Now, a new study suggests that microchromosomes – a type of tiny chromosome found in birds and reptiles – have a longer history, and a bigger role to play in mammals than we ever suspected.
By lining up the DNA sequence of microchromosomes across many different species, researchers have been able to show the consistency of these DNA molecules across bird and reptile families, a consistency that stretches back hundreds of millions of years.
What's more, the team found that these bits of genetic code have been scrambled and placed on larger chromosomes in marsupial and placental mammals, including humans.
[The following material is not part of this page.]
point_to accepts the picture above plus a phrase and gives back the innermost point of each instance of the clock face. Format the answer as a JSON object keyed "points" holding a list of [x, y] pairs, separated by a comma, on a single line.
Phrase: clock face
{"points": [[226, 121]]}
In other words, the human genome isn't quite as 'normal' as previously supposed.
"We lined up these sequences from birds, turtles, snakes and lizards, platypus and humans and compared them," says geneticist Jenny Graves, from La Trobe University in Australia. "Astonishingly, the microchromosomes were the same across all bird and reptile species.
"Even more astonishingly, they were the same as the tiny chromosomes of Amphioxus – a little fish-like animal with no backbone that last shared a common ancestor with vertebrates 684 million years ago."
By tracing these microchromosomes back to the ancient Amphioxus, the scientists were able to establish genetic links to all of its descendants. These tiny 'specks of dust' are actually important building blocks for vertebrates, not just abnormal extras.
It seems that most mammals have absorbed and jumbled up their microchromosomes as they've evolved, making them seem like normal pieces of DNA. The exception is the platypus, which has several chromosome sections line up with microchromosomes, suggesting that this method may well have acted as a 'stepping stone' for other mammals in this regard, according to the researchers.
The study also revealed that as well as being similar across numerous species, the microchromosomes were also located in the same place inside cells.
"Not only are they the same in each species, but they crowd together in the center of the nucleus where they physically interact with each other, suggesting functional coherence," says biologist Paul Waters, from the University of New South Wales (UNSW) in Australia.
"This strange behavior is not true of the large chromosomes in our genomes."
The researchers credit recent advancements in DNA sequencing technology for the ability to sequence microchromosomes end-to-end, and to better establish where these DNA fragments came from and what their purpose might be.
It's not clear whether there's an evolutionary benefit to coding DNA in larger chromosomes or in microchromosomes, and the findings outlined in this paper might help scientists put that particular debate to rest – although a lot of questions remain.
The study suggests that the large chromosome approach that has evolved in mammals isn't actually the normal state, and might be a disadvantage: genes are packed together much more tightly in microchromosomes, for example.
"Rather than being 'normal', chromosomes of humans and other mammals were puffed up with lots of 'junk DNA' and scrambled in many different ways," says Graves.
"The new knowledge helps explain why there is such a large range of mammals with vastly different genomes inhabiting every corner of our planet."
The research has been published in PNAS.